Alan Hirsch and Ed Stetzer interview (#Exponential 2010)

During the third plenary session of Exponential 2010, Dave Ferguson of New Thing network interviewed Alan Hirsch (Forge America and Shapevine) and Ed Stetzer (Lifeway Research). Here are two great leaders in the missional church movement who see things through different lenses. While these are simply notes I took while listening, I hope there are some nuggets in here that make it worth a read.

Ed:

  • Proposed metrics in forthcoming book: Are lives being changed? Are churches being changed? And, therefore, are changed people changing the world around them.
  • What can we measure and what should we measure?
  • Measuring conversions, baptisms
  • Measuring how people are growing, maturing, living mission-shaped lives?

Alan:

  • This is important because how we measure something shows what we value
  • How do we measure discipleship? Is it converts?
  • Can we measure whether people in the church have relationship with people outside the church?

Ed:

  • We can measure discipleship through people’s engagement with small groups or service ministries

Alan:

  • Another metric could be whether people who are leading are modeling what they are asking people to do…developing relationships with those outside the church

Ed:

  • Right, “you cannot lead what you do not live”

Alan:

  • New book Untamed implies that we’ve domesticated our lives, our discipleship, and our idea of God. Forthcoming book on how these ideas apply to the church. The notion of adventure and risk – Abraham leaving Ur – is almost completely lacking from our theology, our lives, and our view of the church. We view God and church as a very static experience.
  • “The closer we get to Jesus, the more He challenges our middle-class sensibilities.”
  • “If we’re not hanging out with iffy people, then we are not becoming like Jesus.”
  • Engaging with people is to take a risk. C. S. Lewis says that love is basically a risk. ‘The only place where you can be safe from the risk of love is hell.’

Ed:

  • In study of 7,000 churches, examples of risky churches move past passive, spectator Christianity to “active, disciple-focused Christianity”
  • Too often, we think that the pews = the stands, the stage = the action/game; this is not the way it should be

Alan:

  • First, we need to allow ourselves to be risk-takers. I chose to do something more stupid or risky every year. We have to risk failure to be a stake-holder.
  • Secondly, you cannot lead where you do not go; you cannot teach what you do not know. We have to be participants in our own knowledge.

Ed:

  • “If you want to change the world, plant change-agent churches.”

Alan:

  • Take a few risks. Experiment with church planting.

Ed:

  • We don’t have the power to do this on our own. What we need is new power that comes from the power of God living in us, changing us, changing our church, and through us, changing the world.

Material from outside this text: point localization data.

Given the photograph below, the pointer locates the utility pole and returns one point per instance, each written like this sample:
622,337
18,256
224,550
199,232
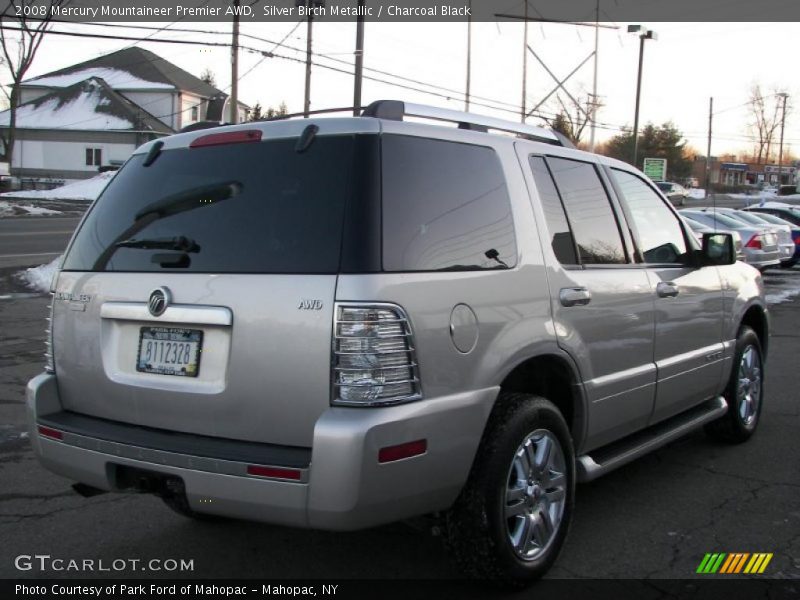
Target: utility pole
594,82
708,151
523,113
469,55
783,95
359,59
644,34
307,102
235,66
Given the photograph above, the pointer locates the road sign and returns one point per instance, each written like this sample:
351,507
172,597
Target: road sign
655,168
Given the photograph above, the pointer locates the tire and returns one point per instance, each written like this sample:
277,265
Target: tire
510,521
744,392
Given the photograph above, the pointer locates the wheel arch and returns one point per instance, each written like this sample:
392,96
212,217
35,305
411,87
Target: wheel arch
756,318
556,378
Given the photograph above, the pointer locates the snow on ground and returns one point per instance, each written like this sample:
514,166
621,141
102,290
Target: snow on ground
8,209
39,278
86,189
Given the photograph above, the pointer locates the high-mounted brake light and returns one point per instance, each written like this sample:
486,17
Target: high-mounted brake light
228,137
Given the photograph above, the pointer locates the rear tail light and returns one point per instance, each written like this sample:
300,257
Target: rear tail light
754,242
49,360
374,362
401,451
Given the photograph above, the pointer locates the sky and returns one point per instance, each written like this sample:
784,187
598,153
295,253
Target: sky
683,68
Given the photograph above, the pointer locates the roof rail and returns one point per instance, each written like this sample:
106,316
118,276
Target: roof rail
396,110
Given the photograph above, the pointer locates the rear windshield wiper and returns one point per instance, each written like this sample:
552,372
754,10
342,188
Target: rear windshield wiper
206,195
190,199
180,243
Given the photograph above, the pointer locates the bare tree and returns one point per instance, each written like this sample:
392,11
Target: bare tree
571,118
20,38
765,115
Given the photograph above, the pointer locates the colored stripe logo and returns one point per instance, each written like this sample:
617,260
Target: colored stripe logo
733,563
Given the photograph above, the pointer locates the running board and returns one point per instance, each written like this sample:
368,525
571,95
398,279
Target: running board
605,459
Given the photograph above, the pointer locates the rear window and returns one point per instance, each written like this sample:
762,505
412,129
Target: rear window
238,208
445,207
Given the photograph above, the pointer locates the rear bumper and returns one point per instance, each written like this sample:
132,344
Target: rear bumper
343,487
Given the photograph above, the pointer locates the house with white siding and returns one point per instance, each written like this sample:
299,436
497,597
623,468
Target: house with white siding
73,121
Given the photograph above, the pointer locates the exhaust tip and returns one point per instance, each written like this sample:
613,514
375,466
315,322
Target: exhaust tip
87,491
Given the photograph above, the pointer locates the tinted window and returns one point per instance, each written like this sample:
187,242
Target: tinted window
717,219
660,233
560,235
248,208
589,212
445,207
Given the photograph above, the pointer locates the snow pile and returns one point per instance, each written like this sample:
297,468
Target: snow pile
39,278
115,78
8,209
85,189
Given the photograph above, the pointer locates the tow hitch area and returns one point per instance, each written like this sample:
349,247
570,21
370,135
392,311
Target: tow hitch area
87,491
130,479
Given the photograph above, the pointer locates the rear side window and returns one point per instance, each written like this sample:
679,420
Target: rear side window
561,239
588,207
445,207
239,208
660,233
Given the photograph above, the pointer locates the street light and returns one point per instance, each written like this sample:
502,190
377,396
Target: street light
644,34
783,95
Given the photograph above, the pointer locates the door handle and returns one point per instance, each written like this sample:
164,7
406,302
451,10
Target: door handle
574,296
667,289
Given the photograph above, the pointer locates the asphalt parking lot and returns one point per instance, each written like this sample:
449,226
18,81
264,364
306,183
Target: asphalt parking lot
655,518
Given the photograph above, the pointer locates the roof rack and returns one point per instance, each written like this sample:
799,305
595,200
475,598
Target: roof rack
396,110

[This is part of a series of note-posts from the Exponential 2010 conference.]

3 thoughts on “Alan Hirsch and Ed Stetzer interview (#Exponential 2010)

  1. Measuring discipleship has been alluring and illusive concept for me.

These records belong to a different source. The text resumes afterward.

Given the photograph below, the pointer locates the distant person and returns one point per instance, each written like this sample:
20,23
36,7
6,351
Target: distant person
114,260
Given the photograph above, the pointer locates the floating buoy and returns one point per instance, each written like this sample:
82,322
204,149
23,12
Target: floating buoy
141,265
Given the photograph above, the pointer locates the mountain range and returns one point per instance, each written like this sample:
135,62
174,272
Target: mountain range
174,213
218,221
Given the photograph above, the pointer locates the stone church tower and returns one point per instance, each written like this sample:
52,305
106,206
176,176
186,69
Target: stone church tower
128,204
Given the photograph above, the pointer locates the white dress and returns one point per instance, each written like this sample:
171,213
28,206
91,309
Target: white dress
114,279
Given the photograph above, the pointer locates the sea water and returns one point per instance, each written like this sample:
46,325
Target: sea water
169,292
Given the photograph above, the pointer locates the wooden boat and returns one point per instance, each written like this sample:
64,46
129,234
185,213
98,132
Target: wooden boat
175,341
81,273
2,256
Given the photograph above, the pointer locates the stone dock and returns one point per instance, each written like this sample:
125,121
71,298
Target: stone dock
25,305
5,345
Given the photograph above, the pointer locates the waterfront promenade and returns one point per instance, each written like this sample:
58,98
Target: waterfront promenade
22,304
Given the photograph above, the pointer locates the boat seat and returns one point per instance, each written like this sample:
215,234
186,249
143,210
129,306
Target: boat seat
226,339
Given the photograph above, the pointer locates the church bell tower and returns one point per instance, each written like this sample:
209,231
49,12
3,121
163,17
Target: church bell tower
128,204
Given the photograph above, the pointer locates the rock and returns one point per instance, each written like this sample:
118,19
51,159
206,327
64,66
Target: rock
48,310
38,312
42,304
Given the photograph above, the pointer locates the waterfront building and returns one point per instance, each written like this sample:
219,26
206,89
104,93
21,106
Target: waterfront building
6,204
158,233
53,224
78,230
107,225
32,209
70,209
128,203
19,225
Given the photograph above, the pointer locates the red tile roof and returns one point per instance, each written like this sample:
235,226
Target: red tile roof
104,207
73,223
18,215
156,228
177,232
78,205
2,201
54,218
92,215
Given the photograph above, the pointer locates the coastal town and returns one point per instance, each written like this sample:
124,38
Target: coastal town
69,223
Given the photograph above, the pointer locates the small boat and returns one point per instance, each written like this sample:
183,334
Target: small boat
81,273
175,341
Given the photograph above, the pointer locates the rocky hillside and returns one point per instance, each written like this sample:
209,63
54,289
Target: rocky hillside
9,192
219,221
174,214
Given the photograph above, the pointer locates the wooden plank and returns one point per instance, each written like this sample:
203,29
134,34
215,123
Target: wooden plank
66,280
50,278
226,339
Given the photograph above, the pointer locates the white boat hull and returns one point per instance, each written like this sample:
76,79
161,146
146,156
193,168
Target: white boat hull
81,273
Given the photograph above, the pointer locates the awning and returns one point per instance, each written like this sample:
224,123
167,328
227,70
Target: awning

    One transition I’ve made over the past year or so is to stop talking about “things to do and places to be” (quiet times, small groups, ministry teams, Sunday services) and instead to emphasize characteristics of who to be (repentance, faith, suffering, celebrating, incarnation, atonement, restoration).

    Formation does happen in the former, but presenting the later keeps the real goal the focus.

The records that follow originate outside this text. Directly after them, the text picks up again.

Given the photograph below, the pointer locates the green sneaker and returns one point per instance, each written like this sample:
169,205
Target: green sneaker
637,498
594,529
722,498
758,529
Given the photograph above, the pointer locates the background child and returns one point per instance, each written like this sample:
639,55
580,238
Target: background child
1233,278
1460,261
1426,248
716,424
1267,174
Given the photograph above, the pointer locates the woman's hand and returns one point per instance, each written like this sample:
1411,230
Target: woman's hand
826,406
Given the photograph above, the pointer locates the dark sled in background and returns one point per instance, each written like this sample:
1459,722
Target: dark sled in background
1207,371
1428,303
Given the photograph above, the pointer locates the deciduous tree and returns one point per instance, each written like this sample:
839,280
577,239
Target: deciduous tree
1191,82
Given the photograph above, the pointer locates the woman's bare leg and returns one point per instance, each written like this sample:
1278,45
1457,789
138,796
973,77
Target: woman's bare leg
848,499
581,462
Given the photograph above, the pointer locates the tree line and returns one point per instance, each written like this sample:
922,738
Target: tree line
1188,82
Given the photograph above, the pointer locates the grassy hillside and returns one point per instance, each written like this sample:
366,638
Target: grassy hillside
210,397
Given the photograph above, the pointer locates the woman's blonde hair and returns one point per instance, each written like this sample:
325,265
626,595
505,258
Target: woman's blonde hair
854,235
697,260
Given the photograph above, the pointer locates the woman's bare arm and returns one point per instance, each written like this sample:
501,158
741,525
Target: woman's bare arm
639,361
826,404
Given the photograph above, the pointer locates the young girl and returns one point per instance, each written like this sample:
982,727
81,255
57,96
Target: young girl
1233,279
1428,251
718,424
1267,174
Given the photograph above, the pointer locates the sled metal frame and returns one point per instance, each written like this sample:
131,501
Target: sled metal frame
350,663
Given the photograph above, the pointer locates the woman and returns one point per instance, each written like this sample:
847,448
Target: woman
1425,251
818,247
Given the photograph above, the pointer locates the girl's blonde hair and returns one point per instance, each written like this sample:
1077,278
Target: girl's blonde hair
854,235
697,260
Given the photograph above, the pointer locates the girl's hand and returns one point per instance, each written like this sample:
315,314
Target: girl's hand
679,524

    • I agree with you, Brian, that measuring discipleship is an alluring and illusive concept. If we become too focused on what you call ‘things to do and places to be’ – the mechanics of discipleship – then we may deceive ourselves into believing that transformation and growth are happening by simply getting people through the activities.

      As you mentioned in your earlier assessment of models of discipleship, so much of Jesus’ disciple-making was un-programmatic and relational through daily life that we do well to take notice of that.

      Will Mancini talks about this in terms of mission marks that we are aiming at in tandem with our strategy of developing that. I appreciate his ‘vision frame’ for keeping these things in their appropriate places.